The Notorious Luke Short: Sporting Man of the Wild West, by Jack DeMattos and Chuck Parsons, University of North Texas Press, Denton, 2015, $29.95
“When the legend becomes fact, print the legend,” notes the newspaperman in The Man Who Shot Liberty Valance. Well, Jack DeMattos and Chuck Parsons prefer to print both when they profile notable frontier figures, and Luke Short is their latest case study. After scrupulously gleaning period newspapers, accounts by such contemporaries as Bat Masterson and other reliable sources, the authors chronicle what is known of the life and times of the man. At the same time they compare those accounts against less reliable ones that popped up in Short’s lifetime and progressively distorted the picture thereafter.
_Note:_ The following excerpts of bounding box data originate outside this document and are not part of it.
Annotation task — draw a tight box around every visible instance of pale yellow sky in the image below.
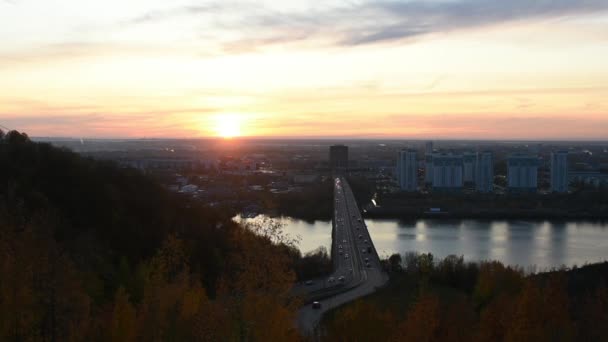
[0,0,608,139]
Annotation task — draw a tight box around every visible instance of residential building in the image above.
[397,150,418,192]
[507,154,539,193]
[433,154,463,192]
[551,151,569,193]
[475,151,494,193]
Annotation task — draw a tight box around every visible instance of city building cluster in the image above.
[396,142,569,193]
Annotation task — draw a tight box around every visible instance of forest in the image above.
[321,252,608,342]
[0,131,301,341]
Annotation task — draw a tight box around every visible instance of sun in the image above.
[215,114,243,139]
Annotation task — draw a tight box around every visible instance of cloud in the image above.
[148,0,608,51]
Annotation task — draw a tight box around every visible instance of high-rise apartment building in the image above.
[475,151,494,193]
[507,154,539,193]
[433,154,463,191]
[424,141,433,184]
[462,152,477,184]
[551,151,569,193]
[397,150,418,191]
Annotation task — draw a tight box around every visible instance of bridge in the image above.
[298,177,388,335]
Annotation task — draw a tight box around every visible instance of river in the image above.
[234,217,608,271]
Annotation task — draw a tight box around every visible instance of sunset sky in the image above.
[0,0,608,140]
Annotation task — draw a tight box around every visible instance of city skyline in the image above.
[0,0,608,140]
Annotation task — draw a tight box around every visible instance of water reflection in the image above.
[366,220,608,270]
[238,218,608,270]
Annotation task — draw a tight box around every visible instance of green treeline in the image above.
[0,131,301,341]
[323,253,608,342]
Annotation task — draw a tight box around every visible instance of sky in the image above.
[0,0,608,140]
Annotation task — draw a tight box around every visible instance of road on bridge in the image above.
[297,177,388,336]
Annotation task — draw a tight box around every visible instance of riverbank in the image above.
[320,254,608,341]
[364,192,608,222]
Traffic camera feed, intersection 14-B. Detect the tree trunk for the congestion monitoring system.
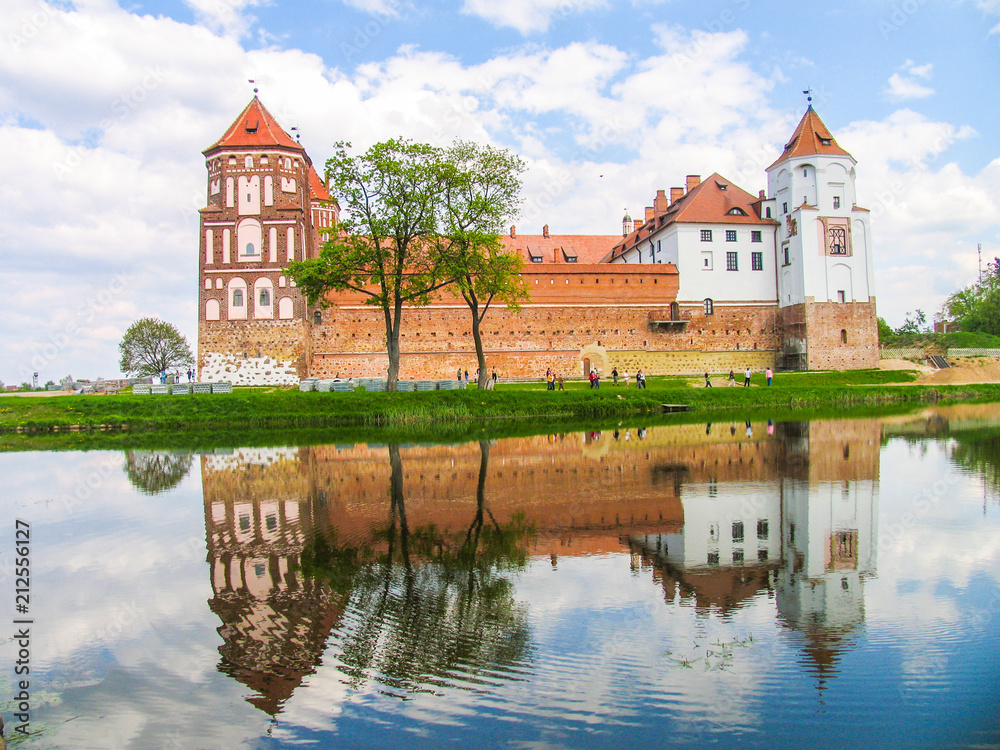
[385,303,402,391]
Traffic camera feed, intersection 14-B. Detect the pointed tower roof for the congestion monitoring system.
[768,104,854,170]
[202,96,305,156]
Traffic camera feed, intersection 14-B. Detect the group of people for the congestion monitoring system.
[705,367,774,388]
[150,367,195,385]
[611,367,646,388]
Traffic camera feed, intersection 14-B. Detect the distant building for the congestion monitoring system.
[198,97,879,385]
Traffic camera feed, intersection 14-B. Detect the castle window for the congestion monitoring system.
[829,226,847,255]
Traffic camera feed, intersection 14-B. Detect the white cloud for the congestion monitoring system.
[882,73,934,102]
[462,0,607,35]
[184,0,268,37]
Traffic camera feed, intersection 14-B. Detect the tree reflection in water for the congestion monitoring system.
[124,451,194,495]
[303,442,533,697]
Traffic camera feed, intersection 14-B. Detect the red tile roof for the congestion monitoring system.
[202,96,304,154]
[603,172,777,262]
[500,234,621,266]
[768,104,853,169]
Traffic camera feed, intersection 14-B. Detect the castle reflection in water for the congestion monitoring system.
[201,419,881,714]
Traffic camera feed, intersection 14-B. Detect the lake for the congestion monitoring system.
[0,405,1000,749]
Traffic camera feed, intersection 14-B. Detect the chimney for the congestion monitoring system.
[653,190,670,216]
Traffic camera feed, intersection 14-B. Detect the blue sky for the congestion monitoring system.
[0,0,1000,383]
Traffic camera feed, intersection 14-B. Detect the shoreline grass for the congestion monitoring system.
[0,370,1000,450]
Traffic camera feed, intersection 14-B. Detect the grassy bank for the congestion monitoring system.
[0,370,1000,450]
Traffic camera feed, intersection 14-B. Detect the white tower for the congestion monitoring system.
[763,105,878,369]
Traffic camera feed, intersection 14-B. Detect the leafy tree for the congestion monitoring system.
[118,318,194,377]
[878,318,896,341]
[896,309,928,334]
[288,139,451,391]
[443,141,528,388]
[124,451,194,495]
[942,258,1000,336]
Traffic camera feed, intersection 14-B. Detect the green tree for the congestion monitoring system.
[942,258,1000,336]
[443,141,528,388]
[118,318,194,377]
[896,309,927,334]
[288,139,451,391]
[878,318,896,341]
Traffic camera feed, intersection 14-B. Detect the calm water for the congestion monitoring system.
[0,406,1000,749]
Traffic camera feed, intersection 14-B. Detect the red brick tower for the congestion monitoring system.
[198,96,338,385]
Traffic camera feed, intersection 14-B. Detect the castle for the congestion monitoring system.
[198,96,879,385]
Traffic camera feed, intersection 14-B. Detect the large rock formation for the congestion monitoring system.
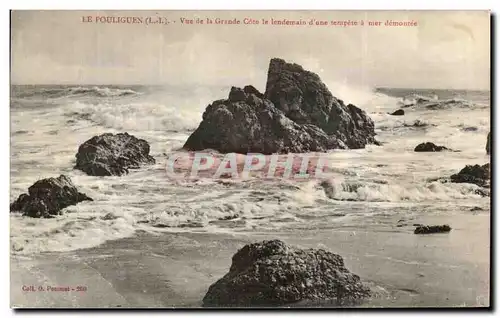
[413,224,451,234]
[10,175,92,218]
[415,142,450,152]
[486,133,491,155]
[184,59,377,153]
[75,133,155,176]
[450,163,490,187]
[203,240,370,307]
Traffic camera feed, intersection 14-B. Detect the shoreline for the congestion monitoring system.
[11,212,490,308]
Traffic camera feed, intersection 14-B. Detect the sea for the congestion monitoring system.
[10,83,490,255]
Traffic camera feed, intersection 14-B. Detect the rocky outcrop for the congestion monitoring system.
[10,175,92,218]
[390,109,405,116]
[75,133,155,176]
[184,59,377,153]
[203,240,370,307]
[264,58,377,149]
[450,163,490,187]
[184,87,346,154]
[415,142,451,152]
[486,133,491,155]
[413,224,451,234]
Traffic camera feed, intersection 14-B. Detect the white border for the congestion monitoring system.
[0,0,500,317]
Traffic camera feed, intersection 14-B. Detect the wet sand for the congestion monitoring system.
[10,212,490,308]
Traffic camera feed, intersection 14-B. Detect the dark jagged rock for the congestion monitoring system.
[415,142,451,152]
[486,133,491,155]
[75,133,155,176]
[391,109,405,116]
[461,126,478,132]
[184,87,346,154]
[264,58,336,129]
[184,59,378,154]
[10,175,92,218]
[414,224,451,234]
[450,163,490,187]
[325,100,380,149]
[264,58,376,149]
[203,240,370,307]
[403,119,435,128]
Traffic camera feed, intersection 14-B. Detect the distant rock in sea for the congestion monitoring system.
[184,59,378,154]
[414,224,451,234]
[390,109,405,116]
[450,163,490,187]
[10,175,93,218]
[414,142,451,152]
[203,240,370,307]
[75,133,155,176]
[486,132,491,155]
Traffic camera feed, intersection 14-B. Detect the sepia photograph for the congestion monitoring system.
[8,10,494,310]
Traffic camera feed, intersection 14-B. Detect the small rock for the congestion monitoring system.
[10,175,93,218]
[414,224,451,234]
[218,214,240,221]
[415,142,450,152]
[486,132,491,155]
[75,133,155,176]
[101,212,119,221]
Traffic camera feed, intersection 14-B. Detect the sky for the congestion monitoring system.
[11,11,490,89]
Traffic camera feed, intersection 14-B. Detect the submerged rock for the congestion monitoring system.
[203,240,370,307]
[75,133,155,176]
[415,142,451,152]
[10,175,92,218]
[390,109,405,116]
[486,132,491,155]
[450,163,490,187]
[184,59,377,154]
[414,224,451,234]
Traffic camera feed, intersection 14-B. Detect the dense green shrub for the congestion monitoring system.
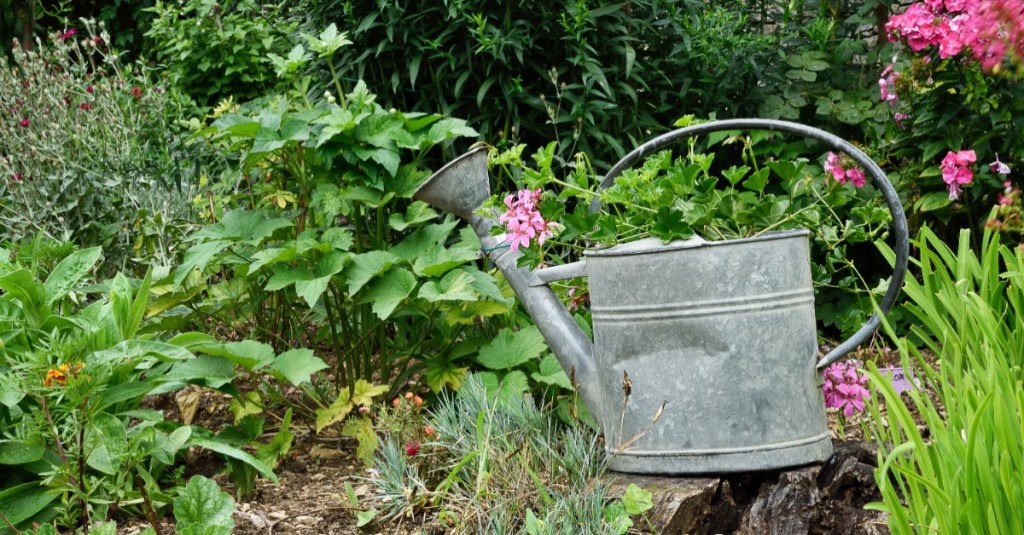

In so doing, the authors unravel the process of just how historical fact evolves into legend.
The key to understanding Short’s place in Western history lies in his chosen profession as a “sporting man,” or gambler—applicable not only to gaming tables but also to boxing and horse racing. In the early 1880s that profession was not necessarily viewed as shady or seedy, and certainly the dapper Short did not look the part. In that decade, however, authorities in places like Dodge City, Kansas and Fort Worth sought to close down gambling houses and drive their proprietors out of town. As Short often proved when he took his persecutors to court, such actions were often motivated less by moral conviction than by greed and a desire to eliminate competition. Short had a fearsome reputation as a gunfighter and did kill two noteworthy opponents—Charlie Storms and Jim Courtright—but truth be told, he spent far more time and enjoyed more success appealing in the courtroom than trading shots on the street. It was after a negotiated settlement to the Dodge City War that Short appeared in one of the iconic Western photographs when on June 10, 1883, Charles A. Conkling captured “The Dodge City Peace Commission,” consisting of Short, William H. Harris, Bat Masterson, William F. Petillon, Charles E. Bassett, Wyatt Earp, Frank McLean and Neil Brown.
Though Short was never immortalized on stage or screen—save for a small role on the TV series Bat Masterson (1958–61)—his biography might pass for a glimpse of the diminutive historical figure behind the fictional Brett Maverick. Neither the book nor the man it chronicles should be sold short.